Number of words in original document:  190
Number of words in summary:  87


Attempting to stuff the larger document should produce an error, since the document is larger than the allowed token context. I will learn more about tokenization in a future lesson -- for now it's a bit of trial and error. Let's see what that error looks like:

In [6]:
summary = (prompt | llm).invoke({
    "document": LARGE_DOC
})

print("Summary: \n\n", summary, "\n\n")
print("Number of words in original document: ", len(LARGE_DOC.split()))
print("Number of words in summary: ", len(summary.split()))

Summary: 

 ERROR: The prompt size exceeds the context window size and cannot be processed. 


Number of words in original document:  7251
Number of words in summary:  13


Huh. Worth noting that this did not raise an error in Python -- instead the chain responded with error text. Curious how I should go about catching those errors properly in the future?

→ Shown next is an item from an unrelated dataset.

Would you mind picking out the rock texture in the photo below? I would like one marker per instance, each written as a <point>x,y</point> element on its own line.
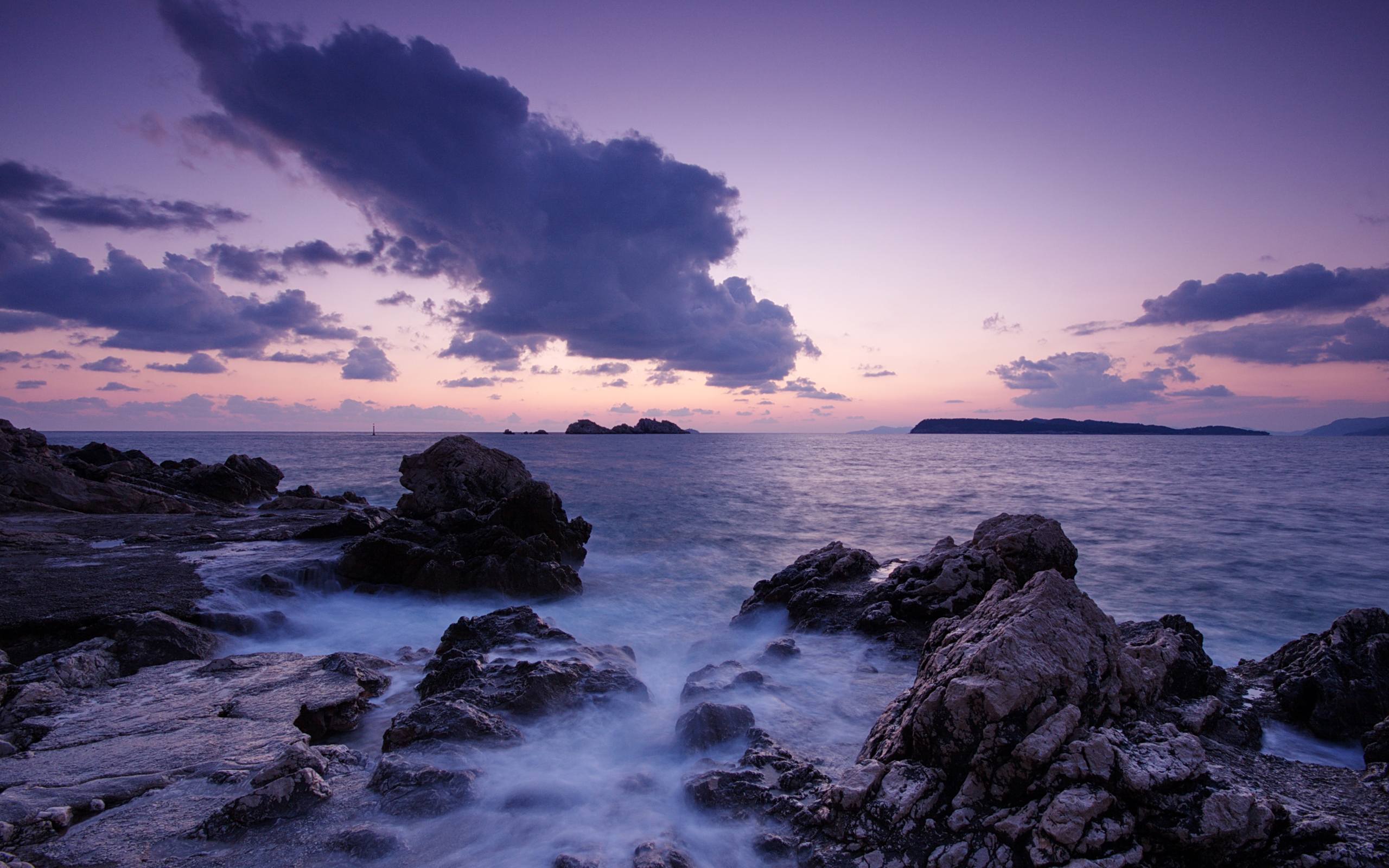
<point>96,478</point>
<point>474,520</point>
<point>1040,732</point>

### Langchain & Summarization Chains

It is worth noting that LangChain has a builtin chain for summarizing: [StuffDocumentsChain](https://api.python.langchain.com/en/latest/chains/langchain.chains.combine_documents.stuff.StuffDocumentsChain.html). I followed [this guide](https://www.comet.com/site/blog/mastering-document-chains-in-langchain/) to write the following code.

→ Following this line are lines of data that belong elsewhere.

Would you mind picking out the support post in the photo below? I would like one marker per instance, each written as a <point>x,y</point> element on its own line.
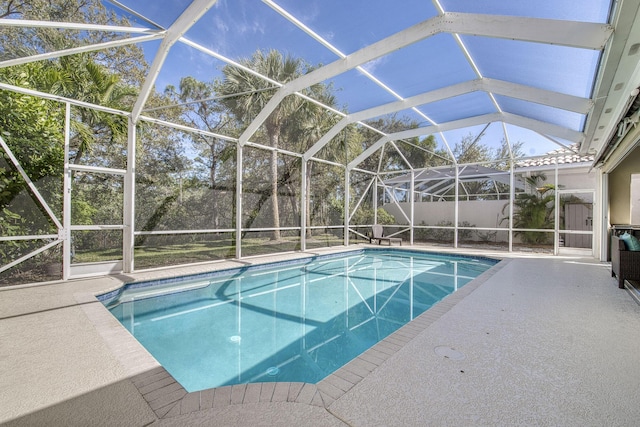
<point>455,208</point>
<point>512,196</point>
<point>66,200</point>
<point>239,149</point>
<point>303,206</point>
<point>346,206</point>
<point>412,200</point>
<point>556,219</point>
<point>128,238</point>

> 🌞 Side Note: This code covers several concepts which I have not learned about yet. Once I have written lessons on them, I will come back and provide links to those learnings.

In [13]:
from langchain.chains.summarize import load_summarize_chain
from langchain.docstore.document import Document
from langchain.text_splitter import CharacterTextSplitter

# splits the text based on a character
text_splitter = CharacterTextSplitter(
    separator='\n',
    chunk_size = 512,
    chunk_overlap=20,
    length_function=len)

small_doc_chunks = text_splitter.split_text(SMALL_DOC)

docs = [Document(page_content=t) for t in small_doc_chunks]

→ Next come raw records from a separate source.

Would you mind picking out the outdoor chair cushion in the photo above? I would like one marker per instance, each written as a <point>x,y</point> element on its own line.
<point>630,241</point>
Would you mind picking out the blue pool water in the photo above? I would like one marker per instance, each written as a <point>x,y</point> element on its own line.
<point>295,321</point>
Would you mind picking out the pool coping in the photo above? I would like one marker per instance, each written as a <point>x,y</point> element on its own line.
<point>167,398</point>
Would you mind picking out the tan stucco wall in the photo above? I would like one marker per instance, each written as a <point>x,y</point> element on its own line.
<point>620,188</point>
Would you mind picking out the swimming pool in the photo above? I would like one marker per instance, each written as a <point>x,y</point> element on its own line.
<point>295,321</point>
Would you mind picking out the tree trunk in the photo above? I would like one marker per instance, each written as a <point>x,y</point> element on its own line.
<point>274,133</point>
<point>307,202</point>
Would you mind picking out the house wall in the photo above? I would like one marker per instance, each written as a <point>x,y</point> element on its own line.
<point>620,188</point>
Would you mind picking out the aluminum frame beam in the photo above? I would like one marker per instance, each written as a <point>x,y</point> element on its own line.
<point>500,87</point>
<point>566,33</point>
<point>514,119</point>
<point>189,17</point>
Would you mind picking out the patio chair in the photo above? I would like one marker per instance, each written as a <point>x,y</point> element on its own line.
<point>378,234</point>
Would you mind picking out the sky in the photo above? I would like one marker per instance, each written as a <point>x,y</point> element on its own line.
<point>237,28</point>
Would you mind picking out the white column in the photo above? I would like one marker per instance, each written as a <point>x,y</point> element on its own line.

stuff_chain = load_summarize_chain(
    llm,
    chain_type="stuff",
    prompt=prompt,
    document_variable_name="document",
)

output_summary = stuff_chain.run(docs)
print(output_summary)

RNA is recognized as a powerful tool in controlling gene expression and engineering synthetic cellular functions due to its ability to create specific structures that can interact with cellular machinery. This has led to the development of RNA regulators capable of controlling almost every aspect of gene expression, which can be further controlled by small RNAs or ligand binding. The potential for using nucleic acid design algorithms to create de novo RNA regulators offers a major advantage over protein-based regulation and promises significant advancements in synthetic biology.


In [14]:
large_doc_chunks = text_splitter.split_text(LARGE_DOC)
docs = [Document(page_content=t) for t in large_doc_chunks]

output_summary = stuff_chain.run(docs)
print(output_summary)

ERROR: The prompt size exceeds the context window size and cannot be processed.